First 'Real' Job
"Hey, do you want to interview at an ISP? They're looking for part-time people who can use UNIX."
Lars (pronounced Larsh) lived across the hall from me in the dorm. Four of us piled into his car, all of us were accepted provisionally as juniormost UNIX people, and I progressed from "sure, I know what Usenet is" to being the Usenet news admin, then a general purpose sysadmin, and eventually to the Director of IT (aka seniormost sysadmin). The beginning was pure luck.
I sent my resume off to a hundred or more companies during the dot-boom, was interviewed three dozen times, and visited Ohio and Virginia and Boston. I felt an actual connection with BBN in Cambridge, and they offered me a job which wasn't quite what I was expecting but turned out to be a pretty good fit for who I was at the time.
I was at the World Science Fiction Convention, ran into some people whom I had only known online, was adopted into their group in seconds, went out to dinner several times and near the end of the convention was told I really had to interview at this company I had never heard of, Akamai. I did.
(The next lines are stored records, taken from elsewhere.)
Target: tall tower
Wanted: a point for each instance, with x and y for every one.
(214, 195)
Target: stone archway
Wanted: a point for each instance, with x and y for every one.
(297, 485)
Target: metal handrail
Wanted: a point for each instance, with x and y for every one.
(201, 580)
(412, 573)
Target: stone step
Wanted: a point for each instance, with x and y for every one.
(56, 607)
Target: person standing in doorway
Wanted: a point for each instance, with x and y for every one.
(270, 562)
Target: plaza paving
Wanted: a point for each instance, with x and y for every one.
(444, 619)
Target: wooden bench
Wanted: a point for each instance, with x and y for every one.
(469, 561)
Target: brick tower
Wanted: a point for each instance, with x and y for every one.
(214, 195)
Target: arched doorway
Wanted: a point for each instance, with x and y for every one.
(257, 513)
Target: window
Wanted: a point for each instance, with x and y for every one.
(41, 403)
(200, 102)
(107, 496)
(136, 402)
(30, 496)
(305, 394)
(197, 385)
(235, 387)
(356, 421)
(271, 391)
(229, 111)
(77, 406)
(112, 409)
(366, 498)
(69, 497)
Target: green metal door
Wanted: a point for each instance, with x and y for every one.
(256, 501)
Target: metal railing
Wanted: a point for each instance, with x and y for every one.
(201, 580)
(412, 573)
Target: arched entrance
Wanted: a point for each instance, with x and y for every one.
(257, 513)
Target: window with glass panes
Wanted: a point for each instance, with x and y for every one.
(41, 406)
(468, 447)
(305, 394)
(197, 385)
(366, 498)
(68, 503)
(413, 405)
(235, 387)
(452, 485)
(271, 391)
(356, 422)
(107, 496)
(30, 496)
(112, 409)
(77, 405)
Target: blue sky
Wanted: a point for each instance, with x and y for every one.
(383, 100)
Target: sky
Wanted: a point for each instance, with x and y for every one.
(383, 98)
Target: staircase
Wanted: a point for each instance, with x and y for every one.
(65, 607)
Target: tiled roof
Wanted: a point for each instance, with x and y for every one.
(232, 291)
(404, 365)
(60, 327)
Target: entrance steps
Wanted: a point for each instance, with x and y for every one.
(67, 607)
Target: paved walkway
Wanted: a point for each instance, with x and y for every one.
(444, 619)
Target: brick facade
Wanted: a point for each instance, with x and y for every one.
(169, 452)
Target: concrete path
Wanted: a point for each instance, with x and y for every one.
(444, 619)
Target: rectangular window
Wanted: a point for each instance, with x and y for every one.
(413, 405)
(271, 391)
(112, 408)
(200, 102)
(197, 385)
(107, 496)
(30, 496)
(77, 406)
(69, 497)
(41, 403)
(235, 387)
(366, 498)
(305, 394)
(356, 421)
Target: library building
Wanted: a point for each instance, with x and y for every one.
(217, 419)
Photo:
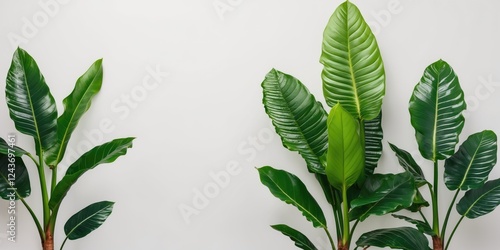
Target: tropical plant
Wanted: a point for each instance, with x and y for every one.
(340, 147)
(436, 108)
(33, 110)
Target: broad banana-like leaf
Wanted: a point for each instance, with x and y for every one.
(14, 178)
(105, 153)
(298, 118)
(436, 111)
(373, 143)
(87, 220)
(301, 241)
(470, 166)
(409, 164)
(75, 105)
(290, 189)
(383, 194)
(11, 148)
(405, 238)
(481, 201)
(353, 73)
(345, 155)
(31, 105)
(421, 225)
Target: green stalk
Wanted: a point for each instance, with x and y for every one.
(435, 210)
(443, 231)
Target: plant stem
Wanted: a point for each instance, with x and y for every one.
(453, 232)
(346, 235)
(443, 230)
(327, 233)
(435, 209)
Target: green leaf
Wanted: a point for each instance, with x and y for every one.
(31, 106)
(405, 238)
(301, 241)
(409, 164)
(436, 111)
(353, 73)
(298, 118)
(88, 219)
(6, 148)
(345, 154)
(470, 166)
(290, 189)
(383, 194)
(373, 143)
(481, 201)
(105, 153)
(14, 178)
(422, 226)
(75, 105)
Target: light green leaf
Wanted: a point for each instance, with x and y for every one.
(345, 155)
(470, 166)
(353, 73)
(301, 241)
(75, 105)
(290, 189)
(298, 118)
(31, 105)
(436, 111)
(105, 153)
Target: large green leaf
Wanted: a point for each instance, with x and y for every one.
(481, 201)
(405, 238)
(14, 178)
(373, 143)
(353, 72)
(10, 147)
(422, 226)
(436, 111)
(470, 166)
(290, 189)
(87, 220)
(31, 106)
(345, 154)
(409, 164)
(301, 241)
(298, 118)
(105, 153)
(75, 105)
(383, 194)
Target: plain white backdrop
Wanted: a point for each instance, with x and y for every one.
(183, 76)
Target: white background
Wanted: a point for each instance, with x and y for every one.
(206, 113)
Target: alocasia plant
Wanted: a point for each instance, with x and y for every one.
(34, 112)
(340, 147)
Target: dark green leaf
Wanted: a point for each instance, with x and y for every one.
(353, 73)
(290, 189)
(408, 163)
(75, 105)
(470, 166)
(436, 111)
(405, 238)
(373, 143)
(301, 241)
(88, 219)
(14, 178)
(481, 201)
(105, 153)
(383, 194)
(31, 106)
(345, 154)
(421, 225)
(298, 118)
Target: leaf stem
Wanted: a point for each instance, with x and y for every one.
(443, 230)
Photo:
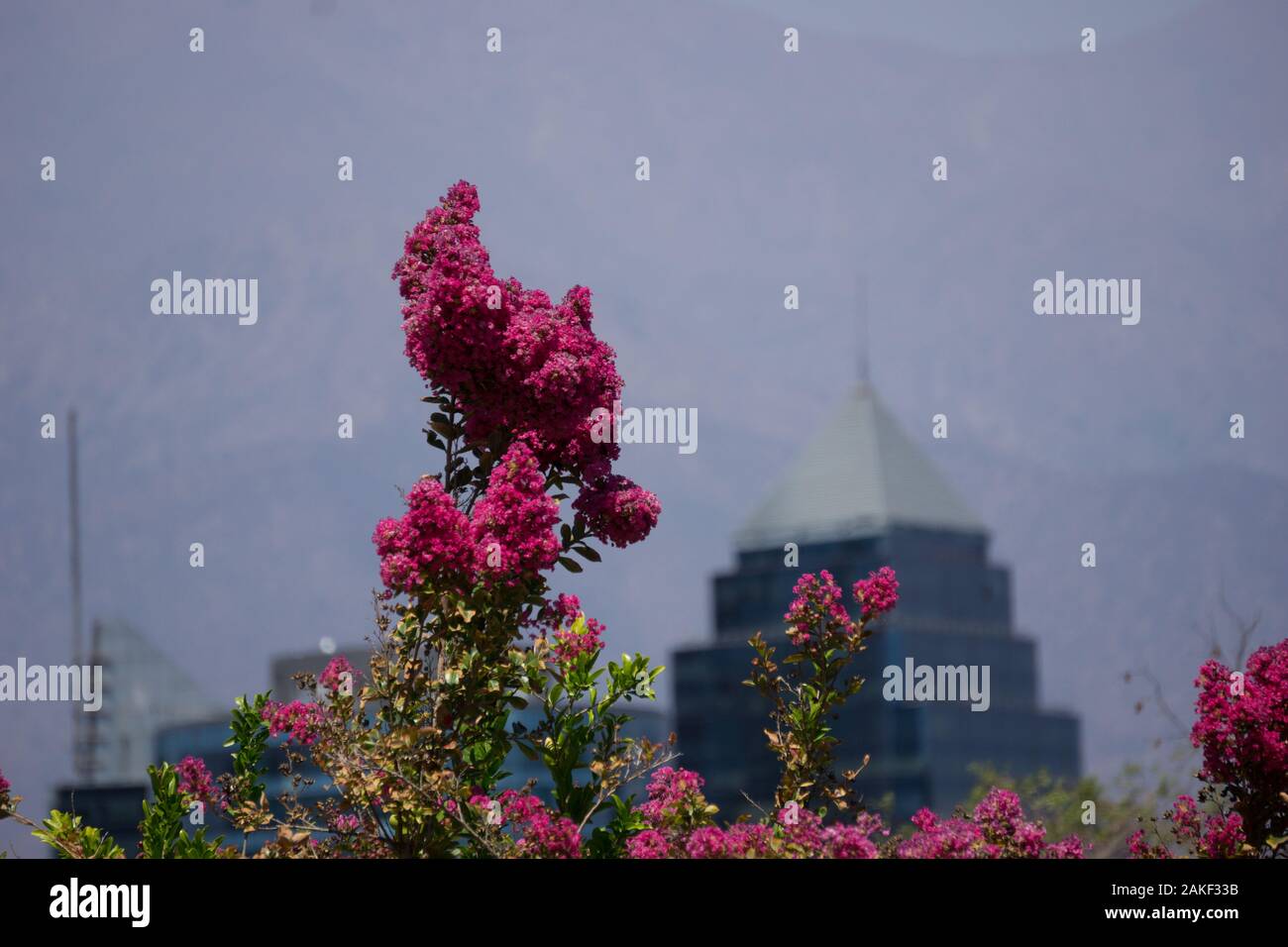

More pure luck.
A friend mentioned that his company was hiring; I sent him my resume. They apparently liked it enough to bring me in for 24 hours of interviewing over twelve calendar days. Then they dropped me from their search without a word.
They put in an ad, I applied. We had a phone screen, an interview with several people, and then they made an offer. Later this year I will have been with that empoyer for 15 years.
Finding a job is pure luck. Getting the job, though, is a combination of your experience, how you present yourself, and more random factors beyond your control. If they don't have a reasonable interview process, you should assume that they aren't very good at any other process.